Selasa, 07 April 2015 - 08:41 WIB
Fenomena Begal, Salah Siapa?
Fenomena Begal, Salah Siapa?
A A A
Awal 2015 antara medio Januari-Februari masyarakat dikejutkan dengan ada gangguan keamanan ketertiban masyarakat yang melanda di sekitar Jabodetabek dan diikuti dengan beberapa daerah di Jawa serta daerah lain di Indonesia.

Gangguan kantibmas itu disebabkan ada begal. Istilah ”begal” penulis ketahui sejak kecil. Kala itu begal diartikan seorang atau sekelompok orang yang melakukan ”pencegatan” kepada seseorang yang melakukan perjalanan malam (baik jalan kaki, sepeda, maupun sepeda motor) di antara satu desa dan desa lain, di mana jarak desa yang satu ke desa lain cukup jauh.

Fenomena begal waktu itu tidaklah terlalu menakutkan karena biasa hanya bermaksud mengambil harta dari korban tanpa mencederainya. Kini fenomena begal yang saya ketahui dahulu itu sudah sangat jauh berbeda karena pada zaman yang sudah modern ini begal telah berubah menjadi sosok yang amat menakutkan.

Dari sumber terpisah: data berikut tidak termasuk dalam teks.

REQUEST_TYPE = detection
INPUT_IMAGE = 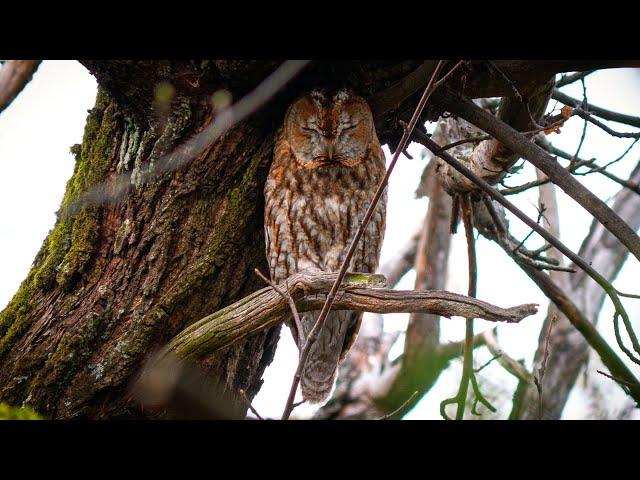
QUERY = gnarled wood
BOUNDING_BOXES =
[161,272,537,358]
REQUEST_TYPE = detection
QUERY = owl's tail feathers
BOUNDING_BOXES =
[300,311,351,403]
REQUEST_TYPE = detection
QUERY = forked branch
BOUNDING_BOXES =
[159,272,537,358]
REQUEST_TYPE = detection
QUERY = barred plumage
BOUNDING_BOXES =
[265,90,386,403]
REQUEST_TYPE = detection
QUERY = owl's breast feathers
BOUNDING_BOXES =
[265,128,386,281]
[265,124,386,402]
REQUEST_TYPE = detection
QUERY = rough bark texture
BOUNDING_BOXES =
[0,60,629,418]
[0,60,444,418]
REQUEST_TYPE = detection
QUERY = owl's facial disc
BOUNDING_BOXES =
[285,90,373,169]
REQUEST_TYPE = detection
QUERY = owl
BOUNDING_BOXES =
[264,89,387,403]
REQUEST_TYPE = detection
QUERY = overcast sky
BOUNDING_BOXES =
[0,61,640,419]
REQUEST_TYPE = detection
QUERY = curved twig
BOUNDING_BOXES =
[159,272,537,364]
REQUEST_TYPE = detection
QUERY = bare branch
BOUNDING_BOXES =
[556,70,595,88]
[0,60,41,112]
[158,272,537,358]
[417,127,640,363]
[551,89,640,128]
[429,87,640,264]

Begal merupakan upaya disertai paksaan/kekerasan seseorang atau sekelompok orang untuk menguasai harta orang lain (korban). Kekerasan yang dilakukan para begal memang sudah keterlaluan karena tidak hanya dengan kekerasan psikis, tapi juga kekerasan fisik sehingga para pembegal tidak menginginkan harta semata.

Menyeruaknya masalah sosial ”begal” akhir-akhir ini sepanjang cacatan penulis dimulai ada balapan motor liar yang dilakukan oleh anak muda yang hampir ada di setiap daerah. Para ”pembalap” liar itu tidak sekadar adu cepat tujuannya, tetapi mereka juga sering melakukan teror di tengah-tengah masyarakat dengan merusak fasilitas umum (public facility) dan menggasak harta milik masyarakat sekitar yang dilewati oleh aksi kebut-kebutan liar mereka.

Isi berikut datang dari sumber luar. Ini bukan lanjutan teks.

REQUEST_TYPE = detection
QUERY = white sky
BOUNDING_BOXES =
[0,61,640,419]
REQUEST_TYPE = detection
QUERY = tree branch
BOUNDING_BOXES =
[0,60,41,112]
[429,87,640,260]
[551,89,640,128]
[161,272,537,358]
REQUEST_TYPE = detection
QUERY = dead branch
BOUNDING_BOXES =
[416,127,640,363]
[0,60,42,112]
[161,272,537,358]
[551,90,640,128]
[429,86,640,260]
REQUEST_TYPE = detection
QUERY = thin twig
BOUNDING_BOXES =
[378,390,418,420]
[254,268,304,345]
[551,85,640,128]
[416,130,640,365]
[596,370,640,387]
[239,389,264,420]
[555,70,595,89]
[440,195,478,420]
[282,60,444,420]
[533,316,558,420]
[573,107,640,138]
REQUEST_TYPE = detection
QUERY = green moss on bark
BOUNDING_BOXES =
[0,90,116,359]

Kini setelah aktivitas balapan liar itu meredup di tengah masyarakat, fenomena begal yang tidak sekadar menginginkan motor dari korban, tetapi kalau perlu dilakukan dengan mencederai korban atau bahkan membunuh korbannya.

Apa Penyebabnya?

Kini begal menjadi fenomena baru dalam masyarakat. Keberadaannya tidak datang dengan tiba-tiba dan banyak faktor yang menjadi pendorong lahirnya ”algojo- algojo” jalanan dan ”penyerobot” sepeda motor di jalan tersebut. Penyebabnya antara lain: Pertama, budaya konsumerisme dan gaya hidup materialismemasyarakat.

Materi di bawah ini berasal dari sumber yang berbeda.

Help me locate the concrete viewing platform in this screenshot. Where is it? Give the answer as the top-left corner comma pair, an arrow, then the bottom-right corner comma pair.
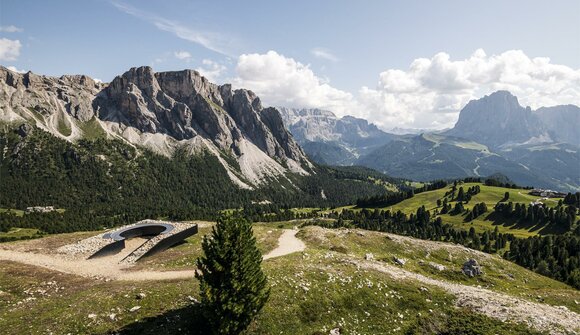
59,220 -> 197,263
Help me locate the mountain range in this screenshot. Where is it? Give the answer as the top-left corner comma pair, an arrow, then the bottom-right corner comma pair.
281,91 -> 580,191
0,66 -> 404,214
0,67 -> 312,189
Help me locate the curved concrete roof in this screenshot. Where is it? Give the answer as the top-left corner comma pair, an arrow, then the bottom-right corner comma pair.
103,223 -> 174,241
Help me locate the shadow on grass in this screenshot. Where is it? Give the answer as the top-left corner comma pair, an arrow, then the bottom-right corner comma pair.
105,304 -> 209,335
485,212 -> 566,235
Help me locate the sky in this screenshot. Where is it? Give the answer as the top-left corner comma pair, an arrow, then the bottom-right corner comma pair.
0,0 -> 580,130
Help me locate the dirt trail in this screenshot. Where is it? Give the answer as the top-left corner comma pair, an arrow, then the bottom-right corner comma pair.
348,258 -> 580,334
264,229 -> 306,259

Seperti kita ketahui bahwa budaya ini sudah menjangkiti para remaja kita dengan ditandai sangat cepat berubahnya model/ tampilan dalam dunia gadget dan automotif. Banyak model telepon seluler yang silih berganti setiap saat dengan fitur dan aplikasi yang amat memanjakan konsumen sehingga konsumen berniat untuk membeli/ menggantinya setiap ada model baru.

Dalam dunia automotif, kehadiran model baru sepeda motor dari berbagai merek dengan segala kecanggihan dan keindahannya menjadikan konsumen anak muda ”menelan ludah” untuk segera memilikinya. Kedua, faktor pandangan sosial masyarakat. Saat ini tengah terjadi perubahan yang sangat drastis pandangan sosial masyarakat karena masyarakat cenderung permisif terhadap perbuatan- perbuatan yang bertentangan dengan hukum.
Halaman :
Komentar
Copyright © 2022 SINDOnews.com
berita/ rendering in 0.1406 seconds (11.97#12.26)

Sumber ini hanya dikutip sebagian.